We need to let businesses like Kodak and ViaHealth tend to business, and we as citizens need to realize that the "government" is us. We are the ones who must demand a national health insurance. When put to the task, today's federal government can create efficient and workable systems: witness the dramatic improvements in the postal service and VA hospital systems over the last couple of decades.

Only when Americans decide that we are a community and establish a single-payer national health insurance can we come to accountable, efficient, and ethical medical care for all.

Cynthia Reddeck, Moraine Point, Victor (Reddeck is a cardiologist in private practice.)


You kinda picked a bum week to go after Libby/Rove, what with your boy Tom Tomorrow bad-mouthing Judith Miller and the New York Times ("Scooter's Not the Problem," Urban Journal, and "The Modern World," November 2).

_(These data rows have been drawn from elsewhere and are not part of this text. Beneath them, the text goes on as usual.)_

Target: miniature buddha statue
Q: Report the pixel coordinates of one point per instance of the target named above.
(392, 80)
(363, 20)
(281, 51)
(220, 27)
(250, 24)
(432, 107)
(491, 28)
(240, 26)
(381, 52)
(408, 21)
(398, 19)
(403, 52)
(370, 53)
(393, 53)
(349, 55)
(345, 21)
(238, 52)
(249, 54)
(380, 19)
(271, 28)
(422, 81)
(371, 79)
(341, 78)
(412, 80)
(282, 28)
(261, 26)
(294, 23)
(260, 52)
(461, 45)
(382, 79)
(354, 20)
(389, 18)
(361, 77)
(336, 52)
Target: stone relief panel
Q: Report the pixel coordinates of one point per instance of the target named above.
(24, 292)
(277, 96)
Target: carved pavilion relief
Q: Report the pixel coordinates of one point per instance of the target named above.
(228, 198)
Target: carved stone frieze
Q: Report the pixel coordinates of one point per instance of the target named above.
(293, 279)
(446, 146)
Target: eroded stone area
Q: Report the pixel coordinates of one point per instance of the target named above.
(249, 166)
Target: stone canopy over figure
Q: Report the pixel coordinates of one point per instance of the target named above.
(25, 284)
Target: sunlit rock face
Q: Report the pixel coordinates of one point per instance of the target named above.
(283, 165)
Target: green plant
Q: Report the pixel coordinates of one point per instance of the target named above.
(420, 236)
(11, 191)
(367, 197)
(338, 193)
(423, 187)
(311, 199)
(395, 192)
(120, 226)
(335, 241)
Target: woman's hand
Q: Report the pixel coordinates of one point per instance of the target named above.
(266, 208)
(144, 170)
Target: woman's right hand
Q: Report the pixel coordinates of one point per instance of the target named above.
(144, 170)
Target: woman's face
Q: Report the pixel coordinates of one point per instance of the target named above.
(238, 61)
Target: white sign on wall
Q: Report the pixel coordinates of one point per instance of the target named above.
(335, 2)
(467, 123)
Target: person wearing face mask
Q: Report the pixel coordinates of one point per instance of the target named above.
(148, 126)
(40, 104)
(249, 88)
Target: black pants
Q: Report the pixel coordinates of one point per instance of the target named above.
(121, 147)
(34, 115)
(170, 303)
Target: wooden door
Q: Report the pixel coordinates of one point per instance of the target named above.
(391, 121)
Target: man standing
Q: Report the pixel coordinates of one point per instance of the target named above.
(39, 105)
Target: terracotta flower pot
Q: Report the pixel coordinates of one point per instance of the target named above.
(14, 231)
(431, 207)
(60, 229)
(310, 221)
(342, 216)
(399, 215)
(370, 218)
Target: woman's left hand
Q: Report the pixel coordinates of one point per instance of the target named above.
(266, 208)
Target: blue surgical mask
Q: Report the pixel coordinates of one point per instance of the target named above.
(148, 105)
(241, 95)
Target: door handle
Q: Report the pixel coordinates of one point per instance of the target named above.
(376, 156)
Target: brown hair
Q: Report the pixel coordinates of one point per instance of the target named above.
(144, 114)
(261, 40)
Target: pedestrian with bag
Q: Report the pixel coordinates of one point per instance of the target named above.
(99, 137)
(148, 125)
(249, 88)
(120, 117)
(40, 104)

So which is it? Was the White House lying, or did the Times and Colin Powell pave the way for the gullible public to follow W into war?

What's a lib to think?

Was it bad form for Maureen Dowd to call Ms Miller a slut? What a catfight that was, right there on the op-ed pages of the paper of record. Man, it's tough to be liberal these days. Let's just kick out all the reporters and get to the bottom of this before we say another word to the press. Oh, wait; that's just what Harry Reid did! He won't have Tim Russert testifying against him, will he?

So I guess liberals can't trust the liberal media anymore; gotta go straight to Michael Moore and Tom Tomorrow. (Well, their websites are linked, after all.)

Joe St. Martin, Penfield


In her review of "2046" (October 12), DaynaPapaleo comments on the several beautiful women in the film. That's fine, but her throwaway line, "But no man could really be worthy of these stunners" got under my skin. I suppose it seemed harmless to her, meant to go scarcely noticed and certainly not questioned.

Although I have no evidence that Ms. Papaleo is a hardcore male-basher, that is the nature of the sport: to seem natural and benign, nurtured by a kind of "Duh, we all know women are superior to men" mentality. Male-bashing, the debasing and insulting of men, thrives in the media, content with the knowledge that most people, including men, will probably not take the time to oppose it. If the shoe were on the other foot, of course, women would be up in arms, organizing rallies and protests and shrieking their indignation.

Luckily, men are not without support in this matter. There are a number of men's organizations that address offenses against men, and at least one women's group: WOMB: Women Opposed to Male Bashing. Good going, ladies.

Harold Jewell, Alexander Street, Rochester


Regarding the fast ferry: rather than bankrupting Rochester into oblivion and further straining our relationship with Canada (which had to be arm-wrestled into accepting it), why not just sell the albatross to someone who could use it?